Der Oberst, obwohl ein strenger Katholik, war, vor allem doch Soldat und teilte das Misstrauen Bonavias gegen diese Priestersoldaten. Er musste sich Zwang antun, um den Chef des Bataillons schicklich zu empfangen, der auf ihn zuschritt.

Dies war ein großer, magerer Dominikaner in halb schwarzer, halb weißer Kutte.
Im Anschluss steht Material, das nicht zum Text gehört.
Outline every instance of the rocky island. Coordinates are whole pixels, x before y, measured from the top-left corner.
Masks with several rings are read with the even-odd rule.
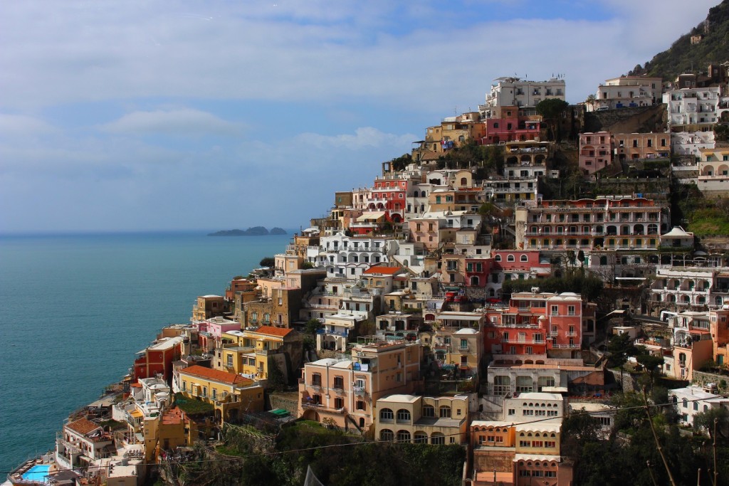
[[[273,227],[269,231],[262,226],[254,226],[248,230],[222,230],[214,233],[208,233],[208,236],[265,236],[266,235],[286,234],[286,230],[282,228]]]

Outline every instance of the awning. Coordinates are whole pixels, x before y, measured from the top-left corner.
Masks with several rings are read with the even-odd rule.
[[[363,213],[361,216],[357,218],[357,222],[362,223],[366,221],[375,220],[377,221],[385,217],[385,211],[370,211],[367,213]]]

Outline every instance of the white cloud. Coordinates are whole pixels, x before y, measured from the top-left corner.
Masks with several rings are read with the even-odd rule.
[[[405,135],[384,133],[373,127],[363,127],[357,128],[354,134],[325,136],[318,133],[302,133],[296,137],[296,140],[303,144],[313,145],[317,149],[343,147],[356,150],[364,147],[378,149],[409,147],[410,142],[416,140],[416,136],[411,133]]]
[[[100,127],[102,131],[133,135],[176,135],[182,136],[239,136],[243,125],[194,109],[134,111]]]
[[[460,27],[434,3],[424,7],[432,12],[425,21],[384,1],[4,2],[0,44],[12,48],[0,51],[2,103],[356,97],[418,109],[475,105],[491,79],[514,71],[566,73],[578,101],[667,47],[715,3],[696,0],[686,12],[677,0],[602,1],[612,18],[496,22],[483,7],[483,19]],[[451,20],[438,26],[445,12]]]
[[[35,117],[0,113],[0,137],[35,136],[55,131],[55,127]]]

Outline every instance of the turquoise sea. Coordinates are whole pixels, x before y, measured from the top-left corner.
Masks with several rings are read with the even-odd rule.
[[[292,238],[207,232],[0,236],[0,471],[52,449],[160,329]]]

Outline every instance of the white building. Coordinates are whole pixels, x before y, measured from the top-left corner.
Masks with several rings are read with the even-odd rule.
[[[621,76],[607,79],[604,85],[600,85],[597,88],[594,109],[607,107],[615,109],[655,105],[660,102],[662,90],[661,78]]]
[[[693,425],[694,418],[699,413],[713,408],[729,409],[729,399],[709,393],[707,388],[690,385],[685,388],[668,390],[668,400],[673,401],[682,423]]]
[[[671,90],[663,93],[671,132],[710,131],[718,120],[719,87]]]
[[[486,104],[480,105],[482,118],[501,117],[502,106],[536,106],[546,99],[565,99],[564,79],[528,81],[518,77],[496,78],[486,93]]]

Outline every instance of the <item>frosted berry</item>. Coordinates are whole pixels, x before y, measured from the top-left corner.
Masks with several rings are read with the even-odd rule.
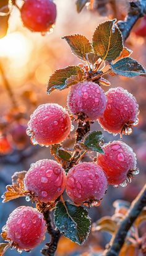
[[[97,164],[106,173],[109,184],[125,187],[133,174],[138,174],[136,156],[132,149],[122,141],[103,146],[105,154],[97,154]]]
[[[44,240],[46,223],[36,209],[20,206],[11,213],[2,231],[19,250],[28,250]]]
[[[98,84],[83,82],[71,87],[67,105],[72,114],[83,112],[90,120],[96,120],[103,115],[106,105],[105,94]]]
[[[63,141],[69,135],[71,121],[68,113],[58,104],[40,105],[30,116],[27,135],[33,144],[49,146]]]
[[[24,186],[41,202],[54,202],[63,193],[66,182],[64,170],[56,161],[43,159],[32,164]]]
[[[72,167],[67,174],[66,192],[77,205],[88,203],[96,205],[106,188],[106,175],[95,164],[81,162]]]
[[[139,105],[133,95],[121,87],[111,88],[106,94],[108,103],[99,123],[112,133],[131,134],[138,122]]]
[[[54,24],[56,7],[52,0],[25,0],[20,12],[25,27],[32,31],[45,32]]]

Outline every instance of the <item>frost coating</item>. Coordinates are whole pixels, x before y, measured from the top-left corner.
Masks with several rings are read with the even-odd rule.
[[[33,144],[49,146],[63,141],[69,135],[71,121],[68,113],[56,104],[40,105],[30,116],[27,133]]]
[[[54,202],[63,192],[64,170],[53,160],[43,159],[30,167],[24,179],[25,189],[41,202]]]
[[[105,94],[97,84],[83,82],[71,87],[67,105],[72,113],[83,112],[90,120],[95,120],[103,113],[106,105]]]
[[[49,31],[56,17],[56,5],[50,0],[25,0],[20,12],[24,25],[35,32]]]
[[[41,213],[32,207],[20,206],[13,211],[2,229],[7,239],[19,249],[30,250],[45,239],[46,223]]]
[[[106,173],[108,183],[125,187],[129,171],[136,168],[135,154],[129,146],[121,141],[110,142],[103,146],[103,149],[104,154],[97,154],[97,164]]]
[[[81,162],[71,168],[67,175],[66,192],[77,205],[100,200],[107,188],[107,179],[95,164]]]
[[[119,133],[124,125],[137,123],[139,105],[131,94],[122,87],[116,87],[110,89],[106,95],[106,108],[103,116],[98,120],[103,129],[109,133]],[[129,129],[127,134],[132,131]]]

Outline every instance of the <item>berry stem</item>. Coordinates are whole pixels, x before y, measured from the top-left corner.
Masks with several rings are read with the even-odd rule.
[[[44,255],[54,256],[61,237],[61,233],[58,229],[54,229],[53,226],[49,210],[44,211],[43,216],[46,223],[47,231],[50,234],[51,239],[50,242],[46,244],[41,252]]]
[[[118,256],[124,243],[127,234],[143,208],[146,205],[146,184],[136,198],[133,201],[121,225],[111,239],[109,248],[105,250],[104,256]]]
[[[118,25],[122,32],[123,40],[129,37],[131,30],[137,20],[146,14],[145,0],[139,0],[129,2],[130,8],[124,20],[119,20]]]

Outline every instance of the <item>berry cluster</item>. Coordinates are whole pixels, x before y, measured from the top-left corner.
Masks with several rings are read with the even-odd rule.
[[[37,4],[34,5],[36,2]],[[42,3],[43,8],[41,8]],[[49,16],[48,7],[52,10],[53,17],[51,14]],[[51,0],[26,0],[21,11],[24,24],[35,31],[47,30],[56,17],[55,6]],[[48,17],[49,22],[47,20]],[[44,21],[47,26],[44,26]],[[92,44],[82,35],[65,37],[72,51],[84,61],[86,60],[85,65],[58,69],[50,77],[48,92],[72,86],[67,97],[67,110],[58,104],[49,103],[38,106],[30,116],[27,134],[30,136],[32,143],[50,146],[50,152],[56,161],[42,159],[32,164],[27,173],[17,173],[12,177],[12,187],[7,187],[4,201],[24,196],[27,201],[32,200],[36,204],[37,210],[22,206],[14,210],[3,228],[2,237],[19,250],[29,250],[43,240],[45,221],[48,221],[47,230],[49,232],[51,228],[50,234],[53,233],[53,237],[59,231],[58,236],[63,232],[73,241],[82,244],[90,228],[88,213],[82,206],[100,205],[108,185],[125,187],[127,182],[131,182],[133,175],[139,173],[135,154],[128,145],[122,141],[104,144],[101,131],[90,131],[90,125],[98,121],[103,130],[114,135],[119,134],[122,138],[122,135],[131,134],[133,126],[138,123],[139,106],[132,94],[119,87],[111,88],[105,93],[100,86],[110,84],[102,77],[107,73],[123,74],[124,72],[127,77],[137,76],[137,73],[145,74],[143,67],[135,60],[121,57],[122,55],[129,56],[130,50],[124,48],[120,31],[116,26],[113,27],[114,22],[115,20],[108,20],[100,24],[94,32]],[[101,41],[107,38],[106,33],[104,35],[105,30],[106,33],[111,30],[106,50],[102,42],[96,41],[97,37],[100,40],[103,37],[101,33]],[[111,40],[112,47],[110,45]],[[117,49],[114,43],[118,41],[119,45]],[[100,44],[103,52],[98,49]],[[118,57],[119,61],[116,61],[115,67],[111,60],[117,60]],[[122,64],[117,64],[121,60]],[[126,61],[130,69],[125,72],[126,68],[128,69]],[[122,61],[125,63],[124,68]],[[117,66],[119,69],[122,66],[121,70]],[[63,142],[71,136],[72,119],[77,122],[75,143],[73,148],[65,148]],[[13,136],[15,137],[15,132]],[[97,152],[97,156],[90,162],[82,162],[85,154],[90,151]],[[15,193],[10,196],[9,191]],[[73,203],[64,201],[64,191]],[[53,231],[48,216],[46,216],[48,211],[54,208],[54,223],[59,230]],[[85,224],[85,230],[80,226],[76,214],[81,216],[79,221]],[[74,232],[69,232],[70,223]],[[79,229],[82,231],[81,234],[79,233]],[[72,239],[71,232],[74,232]],[[49,245],[51,243],[52,240]],[[52,244],[49,249],[50,252],[54,250],[51,254],[54,255],[56,244]]]
[[[73,86],[67,105],[75,118],[82,113],[86,120],[98,120],[103,128],[113,133],[129,134],[126,131],[136,122],[138,114],[136,100],[127,90],[118,87],[105,94],[98,84],[92,82]],[[27,133],[33,144],[48,147],[62,142],[71,129],[67,112],[58,104],[46,104],[40,105],[31,115]],[[104,154],[97,154],[97,162],[78,163],[67,175],[61,166],[53,160],[43,159],[32,164],[24,180],[26,200],[50,205],[58,200],[66,189],[77,206],[99,205],[108,184],[125,187],[127,182],[131,182],[133,174],[139,172],[135,154],[126,143],[115,141],[102,148]],[[23,206],[11,213],[4,229],[7,239],[12,241],[14,246],[28,250],[41,242],[45,224],[37,210]],[[33,238],[30,239],[33,234]]]

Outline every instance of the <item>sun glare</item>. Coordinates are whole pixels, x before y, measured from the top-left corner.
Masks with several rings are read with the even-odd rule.
[[[20,32],[9,33],[0,39],[0,56],[26,63],[32,48],[31,41]]]

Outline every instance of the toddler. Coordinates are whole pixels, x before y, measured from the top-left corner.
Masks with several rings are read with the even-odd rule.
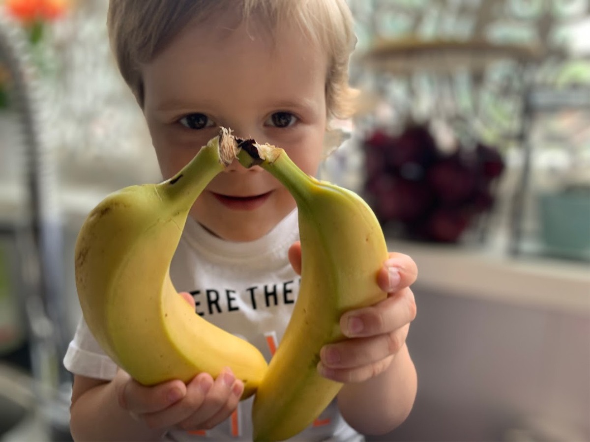
[[[107,25],[164,178],[220,126],[284,149],[315,174],[330,120],[351,114],[356,39],[345,0],[111,0]],[[195,314],[270,360],[297,299],[298,235],[289,192],[260,167],[234,161],[192,207],[172,280]],[[322,348],[317,370],[344,385],[294,440],[362,440],[405,419],[417,388],[405,344],[416,275],[411,258],[390,253],[375,276],[387,299],[343,315],[347,339]],[[83,319],[64,364],[74,375],[77,440],[251,439],[253,398],[239,401],[244,385],[228,368],[215,379],[143,386],[104,354]]]

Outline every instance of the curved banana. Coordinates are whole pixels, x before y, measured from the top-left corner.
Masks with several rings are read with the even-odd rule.
[[[251,140],[238,146],[240,163],[271,173],[299,211],[301,287],[252,412],[254,440],[283,440],[311,424],[342,387],[318,374],[320,349],[344,338],[345,312],[386,297],[376,276],[387,247],[372,210],[355,193],[308,176],[283,149]]]
[[[89,214],[76,246],[84,318],[115,362],[145,385],[185,382],[230,366],[251,395],[267,364],[253,345],[195,314],[170,279],[170,262],[189,210],[235,157],[222,129],[172,178],[107,196]]]

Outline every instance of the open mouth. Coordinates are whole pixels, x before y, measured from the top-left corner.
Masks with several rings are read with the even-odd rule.
[[[225,207],[234,210],[253,210],[259,207],[268,199],[271,192],[260,195],[234,196],[213,193],[213,196]]]

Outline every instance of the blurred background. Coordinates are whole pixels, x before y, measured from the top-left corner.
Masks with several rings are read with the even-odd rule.
[[[415,405],[369,440],[590,440],[588,0],[349,3],[359,111],[320,173],[420,272]],[[160,178],[107,5],[0,0],[0,440],[71,440],[78,230]]]

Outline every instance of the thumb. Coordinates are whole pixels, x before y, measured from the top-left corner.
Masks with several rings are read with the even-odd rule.
[[[301,275],[301,242],[296,241],[289,248],[289,262],[297,275]]]
[[[192,295],[188,292],[181,292],[178,294],[182,296],[185,301],[191,304],[194,309],[195,308],[195,298],[192,297]]]

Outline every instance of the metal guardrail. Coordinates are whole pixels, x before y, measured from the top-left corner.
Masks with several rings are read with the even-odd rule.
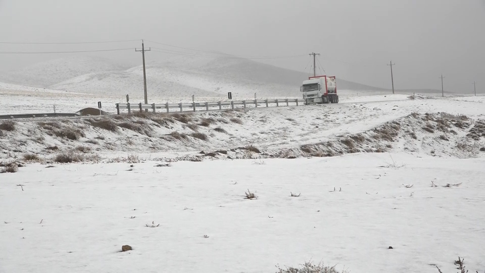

Auf den Schultern trug er dicke Quasten und um den Leib einen Gürtel, in dem sein Degen und zwei Pistolen steckten.

Was den Obersten am unangenehmsten berührte, obwohl er schon an dergleichen Wunderlichkeiten gewöhnt, war ein zur Kokarde dienender Schmuck, der den weiten schwarzen Hut des Dominikaners zieme.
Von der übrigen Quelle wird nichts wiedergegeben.